Before Abraham was, “I AM”!

The question that the Jews ask Jesus and the question that is asked many times over about Him; are you God?

The Jews first say that Jesus is a Samaritan and accuse Him of having a Demon! To which Jesus replies:

49 … “I do not have a demon, but I honor my Father, and you dishonor me. 50 Yet I do not seek my own glory; there is One who seeks it, and he is the judge. 51 Truly, truly, I say to you, if anyone keeps my word, he will never see death.”

Well, this really gets under their skin because they are now convinced more than ever that Jesus has a Demon because they know that:

‘Abraham died, as did the prophets, yet you say, ‘If anyone keeps my word, he will never taste death.’
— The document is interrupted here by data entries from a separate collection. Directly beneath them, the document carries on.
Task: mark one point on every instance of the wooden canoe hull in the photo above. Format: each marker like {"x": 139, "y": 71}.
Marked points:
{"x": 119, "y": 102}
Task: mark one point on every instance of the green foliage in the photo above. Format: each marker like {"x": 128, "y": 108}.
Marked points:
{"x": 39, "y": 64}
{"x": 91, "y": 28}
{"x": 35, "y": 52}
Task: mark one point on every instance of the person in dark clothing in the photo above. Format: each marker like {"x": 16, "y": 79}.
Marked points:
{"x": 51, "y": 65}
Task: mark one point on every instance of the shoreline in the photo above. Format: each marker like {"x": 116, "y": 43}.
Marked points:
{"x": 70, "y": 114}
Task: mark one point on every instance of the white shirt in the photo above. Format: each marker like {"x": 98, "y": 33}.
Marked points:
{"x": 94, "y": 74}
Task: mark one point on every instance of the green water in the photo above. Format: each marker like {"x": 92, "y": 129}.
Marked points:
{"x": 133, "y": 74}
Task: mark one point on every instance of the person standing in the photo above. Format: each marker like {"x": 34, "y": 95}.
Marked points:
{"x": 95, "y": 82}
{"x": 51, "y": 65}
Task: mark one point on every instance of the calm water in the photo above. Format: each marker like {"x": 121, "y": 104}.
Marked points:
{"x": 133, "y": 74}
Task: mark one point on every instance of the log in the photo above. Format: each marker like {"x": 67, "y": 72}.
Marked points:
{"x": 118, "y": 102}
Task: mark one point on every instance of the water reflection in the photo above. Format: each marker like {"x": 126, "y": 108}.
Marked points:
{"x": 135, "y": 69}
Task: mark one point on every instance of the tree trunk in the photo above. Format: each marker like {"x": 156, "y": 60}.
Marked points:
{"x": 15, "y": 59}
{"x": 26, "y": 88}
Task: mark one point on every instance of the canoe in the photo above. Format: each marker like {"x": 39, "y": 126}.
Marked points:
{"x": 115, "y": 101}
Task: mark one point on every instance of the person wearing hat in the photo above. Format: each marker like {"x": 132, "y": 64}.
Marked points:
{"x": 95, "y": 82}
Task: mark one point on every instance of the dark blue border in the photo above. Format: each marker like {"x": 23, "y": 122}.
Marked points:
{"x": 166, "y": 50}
Unbelief really has them messed up. So they press the issue:

53 Are you greater than our father Abraham, who died? And the prophets died! (… and here comes the big question …) Who do you make yourself out to be?”

The question that the Jews want to know is the same question that human reason can never grasp. How can this man be God? Their reason tells them that this man Jesus is not yet fifty years old so how can he say that:

56 Your father Abraham rejoiced that he would see my day. (and that) He saw it and was glad.” Then Jesus makes one more statement that really causes grief and anger among the Jews. He says:

“Truly, truly, I say to you, before Abraham was, I am.”

Truly, Christ Jesus got their attention with this statement; claiming to be God and using God’s divine name!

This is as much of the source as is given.